If it turns out that if John-Paul is not in a position to perform miracles, Benedict could do a lot of good.  I recommend these courses of action:
  1. Immediately rescind the ban on condoms.
  2. Make condoms freely available in every Catholic church and rectory.
  3. Devote the Vatican treasury to financing research for a cure for AIDS and to subsidized meds for low income people with AIDS, worldwide.  Much better to spend the money upfront and aggressively than to pay out huge amounts for litigation later when sued.
  4.   Return to married priests as preserved in practice by Greek and Russian Orthodox churches (and in some circumstances by today’s Roman Catholic Church).  
  5.   Allow gay marriages on the same terms.  (Gays are not necessarily pedophiles, who should be absolutely excluded as is now only theoretically enforced.)
  6.   The polyamorous should be excluded from the priesthood on grounds that they are likely to be also polyreligionists, unsuited for the demands of a committed clergy sustained by an institutional church based on faith in one concept.
  7.   Allow female priests on the same terms as males.
  8.   Include in the curriculum of seminaries and their feeder all-male schools, particularly those that are residential, an overview of human sexuality.
  9.   Elevate to a newly created category of sainthood all those killed by AIDS contracted from a priest.
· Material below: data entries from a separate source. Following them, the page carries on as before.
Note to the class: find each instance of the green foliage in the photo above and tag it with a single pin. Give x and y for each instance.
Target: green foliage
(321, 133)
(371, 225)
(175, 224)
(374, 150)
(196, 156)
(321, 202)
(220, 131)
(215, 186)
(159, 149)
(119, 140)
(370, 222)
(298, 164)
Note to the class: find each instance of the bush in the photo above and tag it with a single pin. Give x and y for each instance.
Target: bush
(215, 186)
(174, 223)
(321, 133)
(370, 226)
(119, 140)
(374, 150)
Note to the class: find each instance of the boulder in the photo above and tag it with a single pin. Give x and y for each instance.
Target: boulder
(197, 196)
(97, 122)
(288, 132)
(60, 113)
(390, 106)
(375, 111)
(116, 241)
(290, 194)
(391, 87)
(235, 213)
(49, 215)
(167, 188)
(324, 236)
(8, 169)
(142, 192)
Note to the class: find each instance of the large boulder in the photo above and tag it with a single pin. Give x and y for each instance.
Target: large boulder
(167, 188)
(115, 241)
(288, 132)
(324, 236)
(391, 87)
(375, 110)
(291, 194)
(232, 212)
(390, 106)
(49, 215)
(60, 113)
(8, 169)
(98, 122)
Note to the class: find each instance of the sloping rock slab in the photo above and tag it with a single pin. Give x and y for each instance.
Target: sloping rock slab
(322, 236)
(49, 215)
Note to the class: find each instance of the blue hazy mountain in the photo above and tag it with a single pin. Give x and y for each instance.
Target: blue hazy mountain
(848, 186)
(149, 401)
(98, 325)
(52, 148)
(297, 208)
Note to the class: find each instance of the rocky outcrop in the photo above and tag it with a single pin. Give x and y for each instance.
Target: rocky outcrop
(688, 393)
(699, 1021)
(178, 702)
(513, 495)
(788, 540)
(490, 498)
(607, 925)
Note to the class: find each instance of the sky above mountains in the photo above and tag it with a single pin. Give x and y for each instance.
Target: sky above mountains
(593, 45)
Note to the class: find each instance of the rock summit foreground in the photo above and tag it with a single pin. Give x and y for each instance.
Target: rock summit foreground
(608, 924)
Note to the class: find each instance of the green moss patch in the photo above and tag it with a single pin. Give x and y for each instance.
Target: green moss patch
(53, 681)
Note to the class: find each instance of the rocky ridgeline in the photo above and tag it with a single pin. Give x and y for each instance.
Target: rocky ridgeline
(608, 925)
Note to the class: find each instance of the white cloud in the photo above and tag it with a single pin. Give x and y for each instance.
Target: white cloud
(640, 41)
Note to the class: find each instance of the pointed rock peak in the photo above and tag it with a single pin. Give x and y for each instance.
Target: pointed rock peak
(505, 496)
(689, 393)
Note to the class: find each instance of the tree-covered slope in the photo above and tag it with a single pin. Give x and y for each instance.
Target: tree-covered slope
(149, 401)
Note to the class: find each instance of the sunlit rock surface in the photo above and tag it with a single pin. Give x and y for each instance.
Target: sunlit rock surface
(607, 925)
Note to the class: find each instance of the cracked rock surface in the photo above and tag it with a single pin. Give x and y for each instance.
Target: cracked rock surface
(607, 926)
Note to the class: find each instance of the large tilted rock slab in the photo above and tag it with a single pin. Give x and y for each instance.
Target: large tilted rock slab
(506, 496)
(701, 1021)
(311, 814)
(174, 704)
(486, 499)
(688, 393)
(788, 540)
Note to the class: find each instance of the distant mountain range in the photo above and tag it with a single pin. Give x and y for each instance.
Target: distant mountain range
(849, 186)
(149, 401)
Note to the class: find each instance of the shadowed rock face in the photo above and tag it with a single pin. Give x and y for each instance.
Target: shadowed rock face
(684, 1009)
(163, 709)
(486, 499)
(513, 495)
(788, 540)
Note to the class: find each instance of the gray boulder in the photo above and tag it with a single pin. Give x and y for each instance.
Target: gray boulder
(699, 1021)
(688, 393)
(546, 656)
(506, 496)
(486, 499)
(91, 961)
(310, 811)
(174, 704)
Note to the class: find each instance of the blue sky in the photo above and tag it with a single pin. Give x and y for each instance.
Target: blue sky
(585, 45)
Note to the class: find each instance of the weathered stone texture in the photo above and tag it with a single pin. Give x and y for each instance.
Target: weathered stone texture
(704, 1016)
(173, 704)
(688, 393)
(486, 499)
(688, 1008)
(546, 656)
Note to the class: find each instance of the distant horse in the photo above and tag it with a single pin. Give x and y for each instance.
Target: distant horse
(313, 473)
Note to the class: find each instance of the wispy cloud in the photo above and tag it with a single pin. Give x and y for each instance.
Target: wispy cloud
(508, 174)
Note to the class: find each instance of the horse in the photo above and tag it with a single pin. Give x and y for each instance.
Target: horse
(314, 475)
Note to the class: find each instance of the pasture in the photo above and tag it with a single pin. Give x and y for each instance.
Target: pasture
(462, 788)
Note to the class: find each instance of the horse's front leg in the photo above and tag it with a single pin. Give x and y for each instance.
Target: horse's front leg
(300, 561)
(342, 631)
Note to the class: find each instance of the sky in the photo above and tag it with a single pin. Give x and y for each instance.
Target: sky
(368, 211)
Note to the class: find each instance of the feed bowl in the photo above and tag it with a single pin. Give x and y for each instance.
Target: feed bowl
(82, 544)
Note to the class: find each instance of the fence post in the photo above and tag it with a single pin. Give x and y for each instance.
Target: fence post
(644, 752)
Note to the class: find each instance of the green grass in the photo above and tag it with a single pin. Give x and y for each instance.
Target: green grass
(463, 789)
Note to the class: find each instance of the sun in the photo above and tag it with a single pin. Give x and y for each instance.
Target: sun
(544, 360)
  10.   Add to the prayers of every mass, prayers for the souls of priests who prey on children.
One might argue that these policies and practices would eliminate the Roman Catholic Church as an institution.  Resisting the impulse to ask “What’s wrong with that?”  we must point out (as Protestants do) that Christianity did not begin in all-male splendor and arrogance like the Roman Empire but in fact was born in congregations based in homes and community, recommending both humility and generosity.  This was the revolution powered by the personhood of Jesus, who was revolutionary and heretic in terms of the standing order of his times.  Not to accept and live out Jesus’ Gospel is not to be Christian.
There is something in humans that wants empires.  As soon as religion-based institutions are founded, unless there are efforts at prevention, there begins a drive towards empire, special classes, and the accumulation of wealth.  This is true of Hindu and Islam and Native American tribal groups.  Many worthy religious systems try to build-in ways to restrict or shape such tendencies:  jubilee, tithing, potlatches, reversals, parables, and so on.  The priests’ vows of poverty, chastity, and obedience were meant to be this kind of restraint.  If the Pope is indeed the top of the hierarchy and if a Pope like Ratzinger spent years as an enforcer of the rules of the historical institution, then his business is to be rooting out abuses, not suppressing and denying them.  This should take precedence over seeking sainthood for old friends or protecting the image of the Church.
I am aware that many priests, especially in the immediate past decades, live harsh, pinched lives, overburdened with sometimes impossible tasks and diminished resources.  I am aware that priests in Ireland have grown up in a political and economic system that has deformed and famished them.  The church should feed and console its priests as well as guiding and shielding them.  The terrible craving for power and the willingness to use little children for sex are linked.  Linked.  Entwined.